Eliminar o socialismo em uma sociedade apresenta o mesmo fenômeno. Os dependentes materiais se vêem obrigados a trabalhar para obter aquilo que antes recebiam de graça. Muitos podem ver não atendidas suas necessidades básicas, antes saciadas pelo esforço alheio.

A libertação dos indivíduos que pagavam a conta, em tempo, leva à proliferação de oportunidades e à prosperidade generalizada, embora não igualitária. Este é o mecanismo normal de progresso humano: o Capitalismo. Mas chegar até este ponto requer vencer a abstinência.

Terapia

Na recuperação de uma nação socialista, assim como na recuperação de drogados, o primeiro passo é reconhecer que há um problema. No Brasil ainda há poucas vozes altas e claras dizendo que roubar de um para dar a outro é imoral. Os direitos individuais não são vistos como algo inalienável.

Os poucos defensores da liberdade econômica são blogueiros e colunistas como Reinaldo Azevedo e articulistas como Rodrigo Constantino e o empresário João Luiz Mauad. A recente revolta popular contra a CPMF mostra que estas poucas vozes encontram coro na sociedade, e o partido Democratas parece estar se movendo na direção de defender estes princípios.
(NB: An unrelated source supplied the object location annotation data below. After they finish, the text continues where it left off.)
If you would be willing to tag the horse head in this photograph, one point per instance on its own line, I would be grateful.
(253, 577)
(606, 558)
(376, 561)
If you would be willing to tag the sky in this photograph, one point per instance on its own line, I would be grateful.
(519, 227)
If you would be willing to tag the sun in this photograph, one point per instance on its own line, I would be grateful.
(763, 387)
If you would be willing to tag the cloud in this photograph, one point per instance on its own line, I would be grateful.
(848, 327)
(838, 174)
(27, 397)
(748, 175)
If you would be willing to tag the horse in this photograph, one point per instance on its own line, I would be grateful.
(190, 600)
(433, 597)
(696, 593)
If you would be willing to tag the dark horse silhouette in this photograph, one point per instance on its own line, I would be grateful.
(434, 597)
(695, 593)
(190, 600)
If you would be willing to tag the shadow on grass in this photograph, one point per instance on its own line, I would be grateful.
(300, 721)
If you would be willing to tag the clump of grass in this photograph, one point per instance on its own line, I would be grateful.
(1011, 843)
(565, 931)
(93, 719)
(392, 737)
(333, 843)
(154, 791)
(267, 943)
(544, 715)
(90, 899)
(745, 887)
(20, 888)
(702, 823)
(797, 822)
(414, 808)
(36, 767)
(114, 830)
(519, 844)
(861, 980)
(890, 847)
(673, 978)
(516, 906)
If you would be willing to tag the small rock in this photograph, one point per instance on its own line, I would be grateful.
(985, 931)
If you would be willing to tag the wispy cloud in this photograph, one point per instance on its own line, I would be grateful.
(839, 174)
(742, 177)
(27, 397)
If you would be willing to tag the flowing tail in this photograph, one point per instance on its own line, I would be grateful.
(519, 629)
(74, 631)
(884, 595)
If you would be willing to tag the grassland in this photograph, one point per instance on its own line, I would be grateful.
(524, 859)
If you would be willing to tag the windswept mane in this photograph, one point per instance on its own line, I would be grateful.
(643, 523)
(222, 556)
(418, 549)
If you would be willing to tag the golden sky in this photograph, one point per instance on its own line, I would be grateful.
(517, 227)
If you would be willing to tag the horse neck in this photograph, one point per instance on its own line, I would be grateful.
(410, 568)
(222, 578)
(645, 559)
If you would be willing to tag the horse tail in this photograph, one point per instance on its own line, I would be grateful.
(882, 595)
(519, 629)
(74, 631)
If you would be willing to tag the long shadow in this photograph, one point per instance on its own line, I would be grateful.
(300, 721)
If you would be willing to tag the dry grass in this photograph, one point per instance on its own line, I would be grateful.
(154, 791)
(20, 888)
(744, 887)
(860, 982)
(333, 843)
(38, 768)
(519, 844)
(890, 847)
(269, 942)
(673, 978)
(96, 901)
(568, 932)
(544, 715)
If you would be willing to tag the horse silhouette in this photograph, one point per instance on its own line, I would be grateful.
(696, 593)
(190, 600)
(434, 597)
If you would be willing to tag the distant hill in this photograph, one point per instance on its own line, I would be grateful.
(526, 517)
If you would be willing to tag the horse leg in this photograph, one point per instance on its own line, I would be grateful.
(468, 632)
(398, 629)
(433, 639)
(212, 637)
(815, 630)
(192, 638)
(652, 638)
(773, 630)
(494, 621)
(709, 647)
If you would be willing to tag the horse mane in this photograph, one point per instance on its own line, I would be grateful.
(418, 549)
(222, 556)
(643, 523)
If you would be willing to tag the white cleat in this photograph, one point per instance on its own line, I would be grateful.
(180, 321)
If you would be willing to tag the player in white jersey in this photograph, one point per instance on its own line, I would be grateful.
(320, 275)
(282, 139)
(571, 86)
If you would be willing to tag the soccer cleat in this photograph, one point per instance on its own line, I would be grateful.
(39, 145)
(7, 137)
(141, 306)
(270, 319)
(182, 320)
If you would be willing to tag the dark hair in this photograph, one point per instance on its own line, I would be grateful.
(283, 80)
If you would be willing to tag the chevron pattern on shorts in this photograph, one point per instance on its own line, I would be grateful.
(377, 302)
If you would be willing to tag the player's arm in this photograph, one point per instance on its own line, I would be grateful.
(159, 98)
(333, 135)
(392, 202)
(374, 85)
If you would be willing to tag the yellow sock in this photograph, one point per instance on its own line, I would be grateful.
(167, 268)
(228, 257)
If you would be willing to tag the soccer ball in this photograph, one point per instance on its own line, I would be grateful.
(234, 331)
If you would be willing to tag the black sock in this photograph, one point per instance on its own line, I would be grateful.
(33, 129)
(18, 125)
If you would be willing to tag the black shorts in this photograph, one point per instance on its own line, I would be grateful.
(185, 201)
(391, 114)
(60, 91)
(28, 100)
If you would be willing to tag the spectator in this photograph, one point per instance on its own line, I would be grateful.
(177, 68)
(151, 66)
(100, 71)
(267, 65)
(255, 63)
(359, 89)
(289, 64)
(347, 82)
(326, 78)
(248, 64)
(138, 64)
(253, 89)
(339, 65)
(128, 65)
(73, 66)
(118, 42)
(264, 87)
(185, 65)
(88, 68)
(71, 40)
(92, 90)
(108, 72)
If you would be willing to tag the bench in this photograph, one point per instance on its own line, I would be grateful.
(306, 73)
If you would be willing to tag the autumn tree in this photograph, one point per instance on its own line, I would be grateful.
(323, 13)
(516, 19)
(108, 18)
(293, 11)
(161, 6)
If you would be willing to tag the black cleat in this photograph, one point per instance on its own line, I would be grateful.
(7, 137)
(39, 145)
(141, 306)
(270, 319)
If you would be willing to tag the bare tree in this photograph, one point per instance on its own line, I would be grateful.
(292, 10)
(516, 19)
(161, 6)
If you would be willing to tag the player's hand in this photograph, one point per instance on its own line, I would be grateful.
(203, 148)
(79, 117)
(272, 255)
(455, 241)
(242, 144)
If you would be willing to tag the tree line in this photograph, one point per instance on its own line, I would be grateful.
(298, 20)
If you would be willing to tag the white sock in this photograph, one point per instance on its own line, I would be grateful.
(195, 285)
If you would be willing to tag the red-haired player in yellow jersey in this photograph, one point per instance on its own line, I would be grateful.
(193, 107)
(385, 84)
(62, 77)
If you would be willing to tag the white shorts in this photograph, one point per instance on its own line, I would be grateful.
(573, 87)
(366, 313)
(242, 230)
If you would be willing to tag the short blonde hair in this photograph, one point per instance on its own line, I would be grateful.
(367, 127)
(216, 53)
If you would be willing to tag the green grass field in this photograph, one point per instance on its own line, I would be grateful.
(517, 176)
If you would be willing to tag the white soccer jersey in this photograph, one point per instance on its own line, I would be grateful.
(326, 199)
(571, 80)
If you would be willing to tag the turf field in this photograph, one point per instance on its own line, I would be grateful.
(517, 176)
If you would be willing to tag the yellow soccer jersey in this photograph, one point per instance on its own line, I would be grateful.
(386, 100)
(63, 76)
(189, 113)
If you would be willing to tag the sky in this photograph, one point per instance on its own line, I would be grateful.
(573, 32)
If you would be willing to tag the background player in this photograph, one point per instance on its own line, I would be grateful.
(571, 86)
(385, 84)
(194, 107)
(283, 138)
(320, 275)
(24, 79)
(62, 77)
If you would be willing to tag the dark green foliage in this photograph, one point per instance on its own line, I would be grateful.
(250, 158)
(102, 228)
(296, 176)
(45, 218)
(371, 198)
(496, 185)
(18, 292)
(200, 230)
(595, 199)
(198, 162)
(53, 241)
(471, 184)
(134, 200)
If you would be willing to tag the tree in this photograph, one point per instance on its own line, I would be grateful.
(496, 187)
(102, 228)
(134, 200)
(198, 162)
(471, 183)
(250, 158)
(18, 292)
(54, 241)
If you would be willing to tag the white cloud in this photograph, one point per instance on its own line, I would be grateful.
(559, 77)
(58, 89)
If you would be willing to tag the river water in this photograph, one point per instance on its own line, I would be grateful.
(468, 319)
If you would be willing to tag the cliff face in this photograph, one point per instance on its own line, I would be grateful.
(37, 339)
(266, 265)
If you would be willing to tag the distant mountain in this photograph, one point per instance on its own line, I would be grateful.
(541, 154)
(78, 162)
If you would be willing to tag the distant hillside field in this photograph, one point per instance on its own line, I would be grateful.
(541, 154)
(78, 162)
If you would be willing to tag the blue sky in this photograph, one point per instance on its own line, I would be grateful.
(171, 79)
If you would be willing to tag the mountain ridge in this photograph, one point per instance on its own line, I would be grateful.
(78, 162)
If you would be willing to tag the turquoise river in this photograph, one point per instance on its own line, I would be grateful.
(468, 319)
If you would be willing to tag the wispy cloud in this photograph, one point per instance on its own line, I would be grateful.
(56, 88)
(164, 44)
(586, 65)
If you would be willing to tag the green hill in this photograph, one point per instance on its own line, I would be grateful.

Reconhecer o problema, no entanto, não é suficiente para resolvê-lo. Dado o sofrimento que a abstinência do Socialismo pode causar, um projeto político para a recuperação do país precisa oferecer uma solução clara para vencer este abismo. É aí que está a verdadeira dificuldade.

Dada a similaridade entre Socialismo e as drogas, pode-se aproveitar idéias que têm bons índices de sucesso na recuperação de viciados. Uma delas é a substituição da droga por outra menos destrutiva, capaz de aliviar parte dos efeitos da abstinência. O uso da nova droga é gradativamente reduzido até sua eliminação.

Uma aplicação desta idéia à política seria a privatização de um serviço atualmente prestado pelo governo (seja educação, saúde ou qualquer outro), acompanhada do fornecimento de “vales” à população de baixa renda para uso na compra deste serviço.

Desta forma ainda há redistribuição de riqueza, mas o governo em si não opera o sistema. Isto permite que surja um mercado para suprir a demanda, com o aumento de eficiência e queda de preços característicos da iniciativa privada.

Esta política continua sendo uma droga, mas menos destrutiva que a anterior. E os “vales” podem ser gradativamente eliminados, dando tempo às pessoas para se adaptarem à responsabilidade individual.

Conclusão

Socialismo é uma droga – e todo o mundo está usando. Como viciados, as sociedades ocidentais não percebem que estão destruindo aquilo que têm de mais importante: A LIBERDADE INDIVIDUAL.

É no mínimo irônico que o autor da frase “a religião é o ópio do povo” tenha criado a ideologia cujo efeito na sociedade mais se assemelha com o da droga.